我说:“你高兴就好。”
小氛说:“哥,刚才在里面的时候我觉得好幸福哦!”
我没吭声,我在想:“如果照现在这种状况看来,以后放不下的可能是我而不是小氛。她有一种很特殊的能力让我无法抗拒的跟随她的脚步走,嗯,这样不行!这对小苹来说太残酷了,我必须要认真的思考一下该如何处理。”
回家后我躺在床上思索着该如何呢?没有答案!
几晚的思考之后我决定要先离开现在在工作的这家餐厅再说!
早上一上班我就先跟老板辞了职,老板虽然一直的要挽留我在餐厅继续的工作,可是我一想到我不但摆不平小氛,现在连自己都开始的深陷在她的影子里,也就顾不得一切而非走不可了。

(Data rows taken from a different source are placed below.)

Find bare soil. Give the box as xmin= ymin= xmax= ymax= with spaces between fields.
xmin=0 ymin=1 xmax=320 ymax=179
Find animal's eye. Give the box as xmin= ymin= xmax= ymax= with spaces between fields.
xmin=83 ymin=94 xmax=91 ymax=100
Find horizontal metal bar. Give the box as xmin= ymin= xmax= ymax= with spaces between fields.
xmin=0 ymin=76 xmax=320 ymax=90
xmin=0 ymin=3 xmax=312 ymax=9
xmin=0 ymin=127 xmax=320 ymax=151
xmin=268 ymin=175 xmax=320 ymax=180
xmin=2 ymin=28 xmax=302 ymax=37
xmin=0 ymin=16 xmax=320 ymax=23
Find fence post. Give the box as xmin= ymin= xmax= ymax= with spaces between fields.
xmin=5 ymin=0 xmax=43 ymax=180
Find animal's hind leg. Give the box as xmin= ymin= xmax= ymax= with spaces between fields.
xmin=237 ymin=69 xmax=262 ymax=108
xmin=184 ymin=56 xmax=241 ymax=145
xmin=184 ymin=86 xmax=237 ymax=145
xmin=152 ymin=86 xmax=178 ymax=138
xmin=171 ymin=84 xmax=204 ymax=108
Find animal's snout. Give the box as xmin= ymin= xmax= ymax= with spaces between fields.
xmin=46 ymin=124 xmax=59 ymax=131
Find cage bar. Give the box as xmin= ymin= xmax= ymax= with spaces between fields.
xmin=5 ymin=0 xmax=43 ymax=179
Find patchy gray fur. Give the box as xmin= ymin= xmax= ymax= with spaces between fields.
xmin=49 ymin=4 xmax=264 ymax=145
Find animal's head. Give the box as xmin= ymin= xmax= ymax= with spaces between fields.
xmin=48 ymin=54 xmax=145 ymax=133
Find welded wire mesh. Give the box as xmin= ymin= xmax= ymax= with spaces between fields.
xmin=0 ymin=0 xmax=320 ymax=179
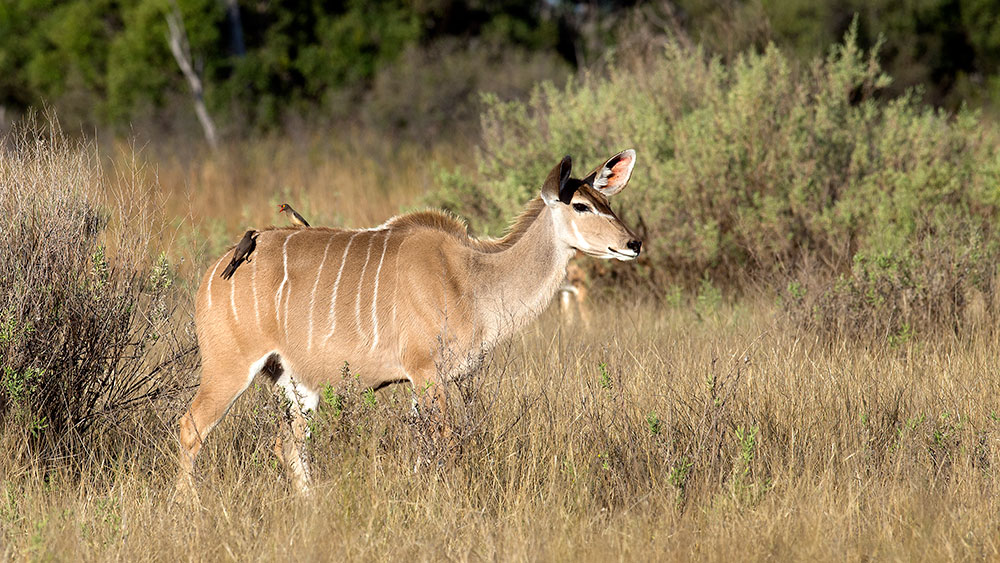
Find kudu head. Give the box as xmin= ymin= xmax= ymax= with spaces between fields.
xmin=542 ymin=149 xmax=642 ymax=260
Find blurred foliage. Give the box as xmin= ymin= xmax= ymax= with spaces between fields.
xmin=664 ymin=0 xmax=1000 ymax=110
xmin=0 ymin=0 xmax=1000 ymax=136
xmin=0 ymin=0 xmax=600 ymax=133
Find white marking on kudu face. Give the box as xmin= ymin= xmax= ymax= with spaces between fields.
xmin=324 ymin=231 xmax=360 ymax=342
xmin=372 ymin=230 xmax=392 ymax=350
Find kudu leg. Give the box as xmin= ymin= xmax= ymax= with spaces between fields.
xmin=274 ymin=390 xmax=311 ymax=494
xmin=176 ymin=364 xmax=254 ymax=500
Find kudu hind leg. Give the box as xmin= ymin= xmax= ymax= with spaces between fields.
xmin=274 ymin=372 xmax=319 ymax=494
xmin=177 ymin=356 xmax=259 ymax=495
xmin=274 ymin=391 xmax=312 ymax=494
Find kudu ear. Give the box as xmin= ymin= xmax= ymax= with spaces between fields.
xmin=542 ymin=155 xmax=573 ymax=205
xmin=584 ymin=149 xmax=635 ymax=196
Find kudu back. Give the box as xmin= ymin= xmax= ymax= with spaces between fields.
xmin=178 ymin=150 xmax=641 ymax=494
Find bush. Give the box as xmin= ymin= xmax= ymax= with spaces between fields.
xmin=433 ymin=23 xmax=1000 ymax=288
xmin=432 ymin=23 xmax=1000 ymax=334
xmin=0 ymin=115 xmax=193 ymax=453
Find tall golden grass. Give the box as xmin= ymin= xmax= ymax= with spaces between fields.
xmin=0 ymin=303 xmax=1000 ymax=561
xmin=0 ymin=118 xmax=1000 ymax=561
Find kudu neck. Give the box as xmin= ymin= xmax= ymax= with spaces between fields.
xmin=480 ymin=200 xmax=575 ymax=336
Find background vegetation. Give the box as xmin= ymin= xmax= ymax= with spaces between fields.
xmin=0 ymin=0 xmax=1000 ymax=560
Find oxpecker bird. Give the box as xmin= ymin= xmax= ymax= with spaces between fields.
xmin=222 ymin=230 xmax=260 ymax=280
xmin=278 ymin=203 xmax=309 ymax=227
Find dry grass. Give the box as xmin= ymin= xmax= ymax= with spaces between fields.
xmin=0 ymin=117 xmax=1000 ymax=561
xmin=0 ymin=304 xmax=1000 ymax=560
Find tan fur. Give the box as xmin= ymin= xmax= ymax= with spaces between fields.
xmin=559 ymin=255 xmax=590 ymax=328
xmin=178 ymin=151 xmax=638 ymax=498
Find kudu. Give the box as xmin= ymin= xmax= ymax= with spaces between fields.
xmin=177 ymin=150 xmax=642 ymax=495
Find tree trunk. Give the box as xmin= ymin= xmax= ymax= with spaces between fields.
xmin=167 ymin=5 xmax=219 ymax=150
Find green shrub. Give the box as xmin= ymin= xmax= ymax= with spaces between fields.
xmin=431 ymin=23 xmax=1000 ymax=300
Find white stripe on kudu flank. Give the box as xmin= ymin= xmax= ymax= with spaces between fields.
xmin=229 ymin=276 xmax=240 ymax=322
xmin=354 ymin=235 xmax=375 ymax=336
xmin=274 ymin=231 xmax=303 ymax=336
xmin=306 ymin=234 xmax=337 ymax=350
xmin=324 ymin=231 xmax=361 ymax=342
xmin=370 ymin=230 xmax=392 ymax=350
xmin=205 ymin=254 xmax=226 ymax=308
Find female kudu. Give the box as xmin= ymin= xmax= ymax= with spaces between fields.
xmin=178 ymin=150 xmax=641 ymax=494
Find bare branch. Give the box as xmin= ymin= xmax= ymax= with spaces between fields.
xmin=167 ymin=5 xmax=219 ymax=150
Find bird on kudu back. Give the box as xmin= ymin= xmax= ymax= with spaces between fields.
xmin=278 ymin=203 xmax=309 ymax=227
xmin=222 ymin=229 xmax=260 ymax=280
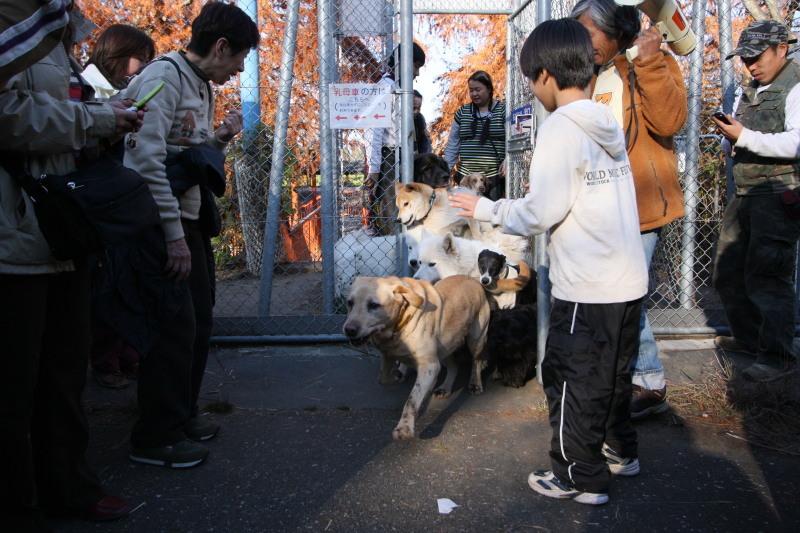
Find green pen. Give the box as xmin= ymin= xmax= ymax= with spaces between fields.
xmin=128 ymin=81 xmax=164 ymax=111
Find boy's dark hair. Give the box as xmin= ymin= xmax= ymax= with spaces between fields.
xmin=519 ymin=19 xmax=594 ymax=90
xmin=386 ymin=41 xmax=425 ymax=69
xmin=187 ymin=2 xmax=261 ymax=57
xmin=87 ymin=24 xmax=156 ymax=89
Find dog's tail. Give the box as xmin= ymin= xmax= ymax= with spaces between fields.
xmin=497 ymin=261 xmax=531 ymax=292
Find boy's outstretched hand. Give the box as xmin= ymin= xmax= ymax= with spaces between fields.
xmin=450 ymin=192 xmax=480 ymax=217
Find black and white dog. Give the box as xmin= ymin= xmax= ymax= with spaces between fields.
xmin=478 ymin=250 xmax=530 ymax=309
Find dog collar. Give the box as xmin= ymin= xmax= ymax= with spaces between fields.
xmin=420 ymin=191 xmax=436 ymax=221
xmin=392 ymin=302 xmax=411 ymax=333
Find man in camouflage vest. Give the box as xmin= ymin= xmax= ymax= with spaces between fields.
xmin=714 ymin=20 xmax=800 ymax=381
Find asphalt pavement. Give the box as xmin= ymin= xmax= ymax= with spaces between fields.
xmin=51 ymin=339 xmax=800 ymax=533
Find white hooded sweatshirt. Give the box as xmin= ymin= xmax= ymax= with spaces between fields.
xmin=475 ymin=100 xmax=647 ymax=304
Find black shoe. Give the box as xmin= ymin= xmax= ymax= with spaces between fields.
xmin=183 ymin=417 xmax=219 ymax=442
xmin=129 ymin=440 xmax=208 ymax=468
xmin=631 ymin=385 xmax=669 ymax=420
xmin=714 ymin=335 xmax=758 ymax=357
xmin=742 ymin=361 xmax=788 ymax=383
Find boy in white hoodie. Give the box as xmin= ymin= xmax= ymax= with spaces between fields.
xmin=450 ymin=19 xmax=647 ymax=505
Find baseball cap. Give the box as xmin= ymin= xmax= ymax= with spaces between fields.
xmin=725 ymin=20 xmax=797 ymax=60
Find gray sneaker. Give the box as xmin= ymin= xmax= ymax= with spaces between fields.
xmin=528 ymin=470 xmax=608 ymax=505
xmin=714 ymin=335 xmax=758 ymax=357
xmin=603 ymin=444 xmax=639 ymax=476
xmin=128 ymin=440 xmax=208 ymax=468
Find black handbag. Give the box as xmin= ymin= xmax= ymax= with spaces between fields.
xmin=3 ymin=154 xmax=160 ymax=260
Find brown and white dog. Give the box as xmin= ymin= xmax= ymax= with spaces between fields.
xmin=395 ymin=181 xmax=472 ymax=237
xmin=344 ymin=276 xmax=490 ymax=440
xmin=395 ymin=182 xmax=528 ymax=264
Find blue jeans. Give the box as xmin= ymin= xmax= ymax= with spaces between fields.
xmin=632 ymin=228 xmax=666 ymax=390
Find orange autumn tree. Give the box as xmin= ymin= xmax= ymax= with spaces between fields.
xmin=418 ymin=15 xmax=507 ymax=153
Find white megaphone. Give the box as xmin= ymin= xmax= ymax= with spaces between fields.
xmin=614 ymin=0 xmax=697 ymax=61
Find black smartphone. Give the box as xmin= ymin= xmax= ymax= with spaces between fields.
xmin=713 ymin=111 xmax=731 ymax=126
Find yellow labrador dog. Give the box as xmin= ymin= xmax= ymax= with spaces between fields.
xmin=344 ymin=276 xmax=490 ymax=440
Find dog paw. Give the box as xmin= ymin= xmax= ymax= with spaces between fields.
xmin=467 ymin=383 xmax=483 ymax=396
xmin=392 ymin=426 xmax=414 ymax=440
xmin=433 ymin=389 xmax=450 ymax=399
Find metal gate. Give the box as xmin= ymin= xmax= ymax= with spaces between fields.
xmin=81 ymin=0 xmax=792 ymax=342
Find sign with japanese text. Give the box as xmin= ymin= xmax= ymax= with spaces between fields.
xmin=329 ymin=83 xmax=392 ymax=130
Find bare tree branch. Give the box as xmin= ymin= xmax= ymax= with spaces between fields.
xmin=764 ymin=0 xmax=783 ymax=22
xmin=742 ymin=0 xmax=772 ymax=20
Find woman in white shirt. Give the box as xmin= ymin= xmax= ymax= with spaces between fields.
xmin=81 ymin=24 xmax=156 ymax=101
xmin=81 ymin=24 xmax=156 ymax=389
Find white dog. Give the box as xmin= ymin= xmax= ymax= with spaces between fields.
xmin=414 ymin=233 xmax=502 ymax=283
xmin=395 ymin=183 xmax=528 ymax=269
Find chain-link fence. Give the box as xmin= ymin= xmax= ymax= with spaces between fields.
xmin=80 ymin=0 xmax=784 ymax=339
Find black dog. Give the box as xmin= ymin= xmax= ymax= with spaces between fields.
xmin=484 ymin=305 xmax=536 ymax=388
xmin=414 ymin=153 xmax=450 ymax=189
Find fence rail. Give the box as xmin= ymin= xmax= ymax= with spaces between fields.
xmin=76 ymin=0 xmax=792 ymax=340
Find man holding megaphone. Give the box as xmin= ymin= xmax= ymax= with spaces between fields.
xmin=570 ymin=0 xmax=695 ymax=428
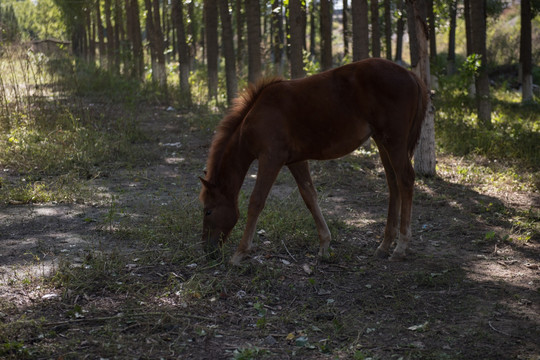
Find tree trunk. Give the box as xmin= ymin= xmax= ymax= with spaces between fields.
xmin=130 ymin=0 xmax=144 ymax=79
xmin=188 ymin=1 xmax=199 ymax=61
xmin=144 ymin=0 xmax=167 ymax=87
xmin=351 ymin=0 xmax=369 ymax=61
xmin=105 ymin=0 xmax=116 ymax=71
xmin=246 ymin=0 xmax=262 ymax=83
xmin=235 ymin=0 xmax=246 ymax=72
xmin=519 ymin=0 xmax=533 ymax=102
xmin=319 ymin=0 xmax=333 ymax=71
xmin=395 ymin=0 xmax=405 ymax=64
xmin=407 ymin=0 xmax=436 ymax=176
xmin=426 ymin=0 xmax=437 ymax=64
xmin=309 ymin=0 xmax=317 ymax=58
xmin=96 ymin=0 xmax=107 ymax=67
xmin=407 ymin=0 xmax=418 ymax=68
xmin=463 ymin=0 xmax=470 ymax=56
xmin=85 ymin=7 xmax=96 ymax=63
xmin=173 ymin=0 xmax=191 ymax=106
xmin=219 ymin=0 xmax=238 ymax=105
xmin=371 ymin=0 xmax=381 ymax=57
xmin=470 ymin=0 xmax=491 ymax=127
xmin=446 ymin=0 xmax=457 ymax=75
xmin=272 ymin=0 xmax=284 ymax=75
xmin=204 ymin=0 xmax=219 ymax=99
xmin=289 ymin=0 xmax=305 ymax=79
xmin=113 ymin=0 xmax=123 ymax=73
xmin=384 ymin=0 xmax=392 ymax=60
xmin=342 ymin=0 xmax=349 ymax=57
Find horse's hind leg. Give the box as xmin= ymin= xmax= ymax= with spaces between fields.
xmin=288 ymin=161 xmax=331 ymax=257
xmin=389 ymin=150 xmax=414 ymax=260
xmin=231 ymin=158 xmax=282 ymax=265
xmin=375 ymin=141 xmax=401 ymax=258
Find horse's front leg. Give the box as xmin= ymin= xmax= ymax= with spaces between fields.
xmin=288 ymin=161 xmax=332 ymax=257
xmin=231 ymin=158 xmax=282 ymax=265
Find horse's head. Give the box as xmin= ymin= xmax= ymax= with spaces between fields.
xmin=199 ymin=178 xmax=239 ymax=254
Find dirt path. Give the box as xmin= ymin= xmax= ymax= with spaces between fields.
xmin=0 ymin=103 xmax=540 ymax=359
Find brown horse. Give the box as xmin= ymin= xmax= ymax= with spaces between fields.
xmin=200 ymin=59 xmax=427 ymax=264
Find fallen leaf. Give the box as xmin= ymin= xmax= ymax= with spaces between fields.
xmin=407 ymin=321 xmax=429 ymax=331
xmin=302 ymin=264 xmax=313 ymax=275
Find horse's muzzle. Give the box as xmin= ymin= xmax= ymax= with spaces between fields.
xmin=202 ymin=230 xmax=224 ymax=258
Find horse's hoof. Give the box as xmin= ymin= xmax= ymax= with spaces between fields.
xmin=374 ymin=247 xmax=390 ymax=259
xmin=390 ymin=251 xmax=407 ymax=261
xmin=318 ymin=246 xmax=330 ymax=259
xmin=229 ymin=251 xmax=245 ymax=266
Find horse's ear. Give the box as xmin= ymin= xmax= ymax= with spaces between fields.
xmin=199 ymin=176 xmax=214 ymax=189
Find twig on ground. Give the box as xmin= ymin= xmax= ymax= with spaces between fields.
xmin=281 ymin=239 xmax=296 ymax=262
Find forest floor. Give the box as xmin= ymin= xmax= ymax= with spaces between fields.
xmin=0 ymin=99 xmax=540 ymax=359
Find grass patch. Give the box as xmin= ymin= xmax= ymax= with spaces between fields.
xmin=435 ymin=78 xmax=540 ymax=171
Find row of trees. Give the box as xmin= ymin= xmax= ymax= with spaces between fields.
xmin=46 ymin=0 xmax=532 ymax=174
xmin=49 ymin=0 xmax=532 ymax=107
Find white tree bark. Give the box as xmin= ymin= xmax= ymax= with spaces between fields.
xmin=408 ymin=0 xmax=436 ymax=176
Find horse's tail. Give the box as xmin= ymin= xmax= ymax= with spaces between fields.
xmin=407 ymin=73 xmax=428 ymax=158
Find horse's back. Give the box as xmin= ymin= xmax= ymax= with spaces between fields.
xmin=244 ymin=59 xmax=424 ymax=162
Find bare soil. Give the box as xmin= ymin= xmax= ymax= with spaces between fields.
xmin=0 ymin=102 xmax=540 ymax=359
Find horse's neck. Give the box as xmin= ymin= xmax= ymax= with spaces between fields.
xmin=215 ymin=136 xmax=254 ymax=202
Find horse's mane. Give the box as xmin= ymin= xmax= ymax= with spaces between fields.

刚好就在我辞职后的第二天晚上,我在竹山的朋友小陈打了电话上来问我有没有兴趣去他那里做?
我问说:“有没有宿舍可以住啊?”小陈说:“有啊!”所以我当下就答应他了。
然后我同时告诉了小苹和小氛,虽然她们极力的反对!但是我心意已决。
我想要先空出一些时间来让大家都冷静下来再说。
在竹山工作的日子里还满惬意的,老板是地方上有头又脸的人物,而且做人又很豪爽海派。
在这里工作住的是宿舍,(老板自己的房子)吃是餐厅偶而喝个酒还是老板请的,(晚上下班后喝多少啤酒都算老板的)其实我们也不常喝,因为老是白喝人家的也会不好意思。
所以我们都尽量去外面喝,我朋友有时还会带我去附近一带找女人玩一玩。
就这样很快的半年过去了,而且也快要过年了。
突然餐厅决定要关门,因为老板签大家乐输得太多了。也把这家餐厅输掉了。
接手的人不想继续做餐厅,所以我们也就同时的失业。
小陈问我说:“KO!要不要到高雄去?现在有你的缺哦!”
我说:“不要!我还是回台北好了。”
在竹山的这段期间我有打电话给小苹和小氛,我只是想确认一下她们的状况如何?
经过了这一段时间的隔离她们是否还是和以前一样的想法。
农历12月20号餐厅结束营业的日子,老板还算是有一点良心。
除了薪水红包奖金以外还加上一些的遣散费,使得我可以荷包饱饱的回家过年。
早上整理厨房然后领薪水再来到宿舍收拾个人物品,筱葳在车站给我的信让我感伤了许久,对于她我也只能说抱歉而已。
回到家时都已经满晚的了,我拿给我妈五万块我妈笑逐颜开的说:“今年你领的奖金还不少啊?”
我说:“这是薪水和遣散费。”
我妈说:“不错了!你那一次失业有遣散费的啊?”
我说:“坐了一下午的车好累,我想要去睡觉了。”
当然我在竹山工作的期间每个月都会寄两万块回家。
第二天我还沉醉梦乡时却听到我妈来敲我的门说:“你女朋友来找你了。”
我揉着睡眼嘀咕着:“我什么时候有女朋友?哪来的女朋友啊!”
门一开走进来的竟然是“小苹”?
我说:“喔,是你啊!今天这么早不用上班吗?”
小苹坐在电脑椅上说:“喔,好怀念这张椅子。耶,电脑呢?”
我揉着睡眼说:“早被我分尸了!什么时代了谁还在用苹果二号电脑啊?”
我忍不住又躺在床上,闭着眼问小苹说:“你怎么突然想到要来这里啊?”
小苹说:“我已经来过很多次了,昨天我打电话来跟妈妈聊天时,她说你晚上会回到家。”
我听这话感觉怪怪的?我猛然睁开眼问说:“你刚才说什么?妈妈?”
小苹笑着说:“对呀我是你以后的老婆!我现在叫妈妈也没什么好奇怪的啊!”
我说:“等一等!这是怎么回事?我怎么都听不懂你在说什么?”
小苹说:“其实你离开台北去竹山工作后,玲氛很伤心我也很难过。那几个晚上我们都几乎都睡不着。玲氛来找我把你和她的事全说给我听了,玲氛她说你会这样的突然离开就是要躲她!”